彼が自分の才能の高さに気づいたのは高校に入ってからだった。
まったく練習していない技でも、他の人がやるのを見ているとイメージが沸き、やってみると出来てしまう。
仲間に「お前すごいな」と言われるのが嬉しかった。
高校を卒業して順天堂大学へ進んでも、それは同じだった。
3年生になった1998年には、NHK杯で高校時代からのライバルで第一人者になっていた塚原直也を破って初優勝をしたが、練習には身が入らず、
「練習をやって強くなるのは当たり前。やらなくても強くなるにはどうすればいいか」と考えているほどだった。
だから手首を痛めてシドニーオリンピック代表を逃した時も、
「本気を出せばオリンピックへいけるから。まあいいか」と軽い気持ちでいたのだ。
そんな米田の意識が変わったのは、補欠として行った2003年世界選手権だった。
この年は最終選考会まで代表入りを確実にしていながら、平行棒で集中力を欠きミスが続いた。
出発前の競技会では6種目の総合で代表全員を上回るトップになりながらも、本番では補欠として観客席にいたのだ。
そこで見たのは、後輩の富田洋之や鹿島丈博がプレッシャーのかかる大舞台でノーミスの演技をしている姿だった。

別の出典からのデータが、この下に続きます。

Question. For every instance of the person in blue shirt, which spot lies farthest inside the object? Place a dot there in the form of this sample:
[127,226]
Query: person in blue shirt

思ったのは、「大会でいい演技をする」という前提で練習をするのではなく、「絶対に失敗しない」と思ってやることが必要。
練習でしっかり自信をつけなければ、試合では気持ちで負けてしまう、ということだ。
眠っていた才能を目覚めさせた米田は2003年の日本選手権で初優勝をし、
翌2004年のNHK杯でも優勝してアテネオリンピック代表を決めた。
「26歳でやっと代表になれたのも、自分にとっては良かったと思う」と話す米田。
主将として臨んだアテネでは予選は6種目に出場して1位通過の原動力になると、
決勝ではゆかと跳馬、鉄棒に出て28年ぶりの王座奪還に貢献した。
さらに個人総合にも進出して11位になり、2種目出場した種目別では鉄棒で銅メダルを獲得。
遅咲きの天才はアテネでやっと、大輪を咲かせた。